テントの前方にあるベンチに腰掛けてみると、そこからグッズを買い終えた人たちがチケットを持ってドームへと入っていく様子を観察することができる。彼らは皆、顔に喜ばしさを生き生きと動かしていた。グッズを買い終えたファンはわたしの方に近寄ってきて、のベンチに荷物を置いた。何をするのかと思い、わたしは無意識にも目を寄せていた。どうやらドームをバックにそれぞれグッズと一緒に写真を撮るようだ。
「すごい人だね~」
不意に、反隣からの声が聞くともなしに聞こえてきた。ライブ会場にいるファン層とは少し離れたような渋い声質。
「翔也さん、まだかな」と呟きながら、私はぎこちなく首を動かす。なるべく自然に。私は探すふりをして、目線だけを隣に座る男性に向けた。

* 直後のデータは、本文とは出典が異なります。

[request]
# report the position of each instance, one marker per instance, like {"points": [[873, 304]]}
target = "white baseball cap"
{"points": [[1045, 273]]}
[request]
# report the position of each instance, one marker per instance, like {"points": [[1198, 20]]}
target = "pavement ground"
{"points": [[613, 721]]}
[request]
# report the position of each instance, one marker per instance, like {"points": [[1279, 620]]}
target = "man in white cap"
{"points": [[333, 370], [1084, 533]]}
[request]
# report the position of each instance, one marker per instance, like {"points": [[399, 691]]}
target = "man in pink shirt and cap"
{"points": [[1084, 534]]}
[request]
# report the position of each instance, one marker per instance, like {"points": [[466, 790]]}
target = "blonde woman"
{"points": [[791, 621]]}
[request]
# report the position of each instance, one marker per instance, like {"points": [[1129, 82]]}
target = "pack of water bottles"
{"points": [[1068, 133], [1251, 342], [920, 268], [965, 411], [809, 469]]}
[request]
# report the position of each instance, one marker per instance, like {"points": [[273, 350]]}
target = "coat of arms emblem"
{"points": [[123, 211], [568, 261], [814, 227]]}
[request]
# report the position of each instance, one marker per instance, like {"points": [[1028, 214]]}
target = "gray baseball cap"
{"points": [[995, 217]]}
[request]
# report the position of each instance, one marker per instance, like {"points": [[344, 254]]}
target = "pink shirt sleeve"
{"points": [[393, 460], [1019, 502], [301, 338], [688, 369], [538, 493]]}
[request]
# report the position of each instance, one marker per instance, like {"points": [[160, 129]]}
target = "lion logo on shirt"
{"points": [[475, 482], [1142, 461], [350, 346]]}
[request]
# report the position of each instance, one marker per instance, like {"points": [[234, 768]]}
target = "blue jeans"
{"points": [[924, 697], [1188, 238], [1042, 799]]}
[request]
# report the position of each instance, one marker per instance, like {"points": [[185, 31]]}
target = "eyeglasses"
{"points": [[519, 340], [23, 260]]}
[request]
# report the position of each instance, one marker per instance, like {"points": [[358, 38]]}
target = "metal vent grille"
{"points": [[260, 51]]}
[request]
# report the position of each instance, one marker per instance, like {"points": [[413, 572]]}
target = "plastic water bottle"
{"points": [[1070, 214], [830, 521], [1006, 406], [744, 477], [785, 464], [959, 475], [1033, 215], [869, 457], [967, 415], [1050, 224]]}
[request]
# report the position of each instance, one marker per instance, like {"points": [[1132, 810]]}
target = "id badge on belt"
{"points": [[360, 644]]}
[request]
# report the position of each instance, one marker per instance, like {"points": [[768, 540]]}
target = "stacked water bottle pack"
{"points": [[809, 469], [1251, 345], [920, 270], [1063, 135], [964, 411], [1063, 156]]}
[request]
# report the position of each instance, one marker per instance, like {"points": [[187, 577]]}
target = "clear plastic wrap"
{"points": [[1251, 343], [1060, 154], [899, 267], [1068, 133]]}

淡い黒の色眼鏡をかけた彼の目の先は、購入したグッズを添えて写真を撮っているファンの人たちに向けられていた。どうやら気づかれてないようだ。
私は男性のファッションに目がついた。ジーンズに白いシャツ、その上に白黒チェック柄のカーディガンといったシンプルな服装だが、なぜかそれがおしゃれに着こなされていた。
-洒落ているなぁ、この人。
「君、ファンの人かと思ったけど、スタッフだったんだね」
目線上から聞こえたその声に、私の背筋はピクリと上がった。
気を抜かしている隙に、見られていたのか。男性、完全に私に話しかけている、よね。恐る恐る目線を上げ、顔を彼の正面に向けた。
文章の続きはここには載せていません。